But Borman, who was born with spina bifida, said she'll keep trying. “I'm actually encouraged by the delays,” she said. “It shows people are using it.”
By the end of the week, as the federal government had added more computer servers, insurers and individuals reported some cases of successful online enrollment.
The good news for supporters of the Patient Protection and Affordable Care Act was the unexpectedly heavy public interest in visiting the exchange websites and phoning the call centers as soon as they opened Oct. 1. By the end of day one, HealthCare.gov had more than 4.7 million unique visitors, a figure that jumped to 7 million as of Oct. 2. That undercut arguments that Americans don't want or need the reform law. On the other hand, the technical difficulties highlighted the peril that if Americans come to see the law as a flop, its foes may have an easier time gutting it.
The open enrollment period extends through March 31, 2014, and consumers must sign up by Dec. 15 to obtain coverage by Jan. 1.
“There were five times more users in the marketplace this morning than have ever been on Medicare.gov at one time,” President Barack Obama said Oct. 1. “That gives you a sense of how important this is to millions of Americans around the country, and that's a good thing.”
Many visitors to the federal HealthCare.gov website last week were met with messages informing them that the system was down or asking them to wait until they could be redirected to the login page. Acknowledging the delays, HHS officials urged patience and said they were working hard to address the problems. “With any new product launch, there will be glitches,” said CMS Administrator Marilyn Tavenner, during an Oct. 1 call with reporters. “As things arise, we will fix them.”
In an Oct. 3 e-mail, HHS spokeswoman Joanne Peters said experts had been “working around the clock and were able to expand system capacity somewhat overnight, cutting by one-third the volume of people waiting to apply.”
Obama noted that Apple recently found glitches in its new mobile operating system. “They found a glitch, so they fixed it,” he said. “I don't remember anybody suggesting Apple should stop selling iPhones or iPads or threatening to shut down the company if they didn't.”
But experts say the rough start highlights the daunting task of creating a sophisticated online enrollment system capable of communicating and connecting with a range of government agencies and processing huge amounts of user data.
“With a project of this size and magnitude, the reality is there will be technical challenges,” said Dan Schuyler, director of exchange technology at Leavitt Partners, which has worked with a number of state-run exchanges. “I thought there would be problems determining eligibility for premium subsidies.

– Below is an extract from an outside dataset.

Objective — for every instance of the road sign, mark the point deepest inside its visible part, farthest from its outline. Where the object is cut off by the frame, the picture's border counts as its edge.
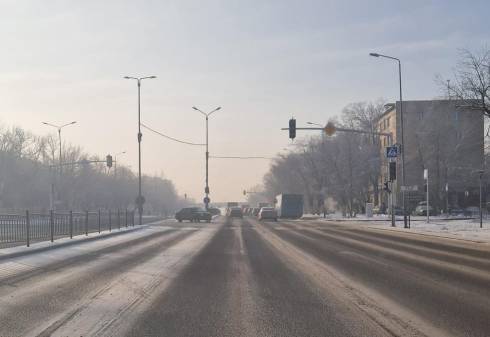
(392, 151)
(329, 129)
(140, 201)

I didn't anticipate that you wouldn't even be able to create an account.”
He contends that federal and state officials and their contractors didn't have enough time to adequately build the exchanges and do the necessary testing. Other experts say the government lacked enough computer servers for the volume of traffic and data. “It's very concerning,” Schuyler added. “If we're seeing these kinds of difficulties now, what happens down the road when the processes are more complicated?”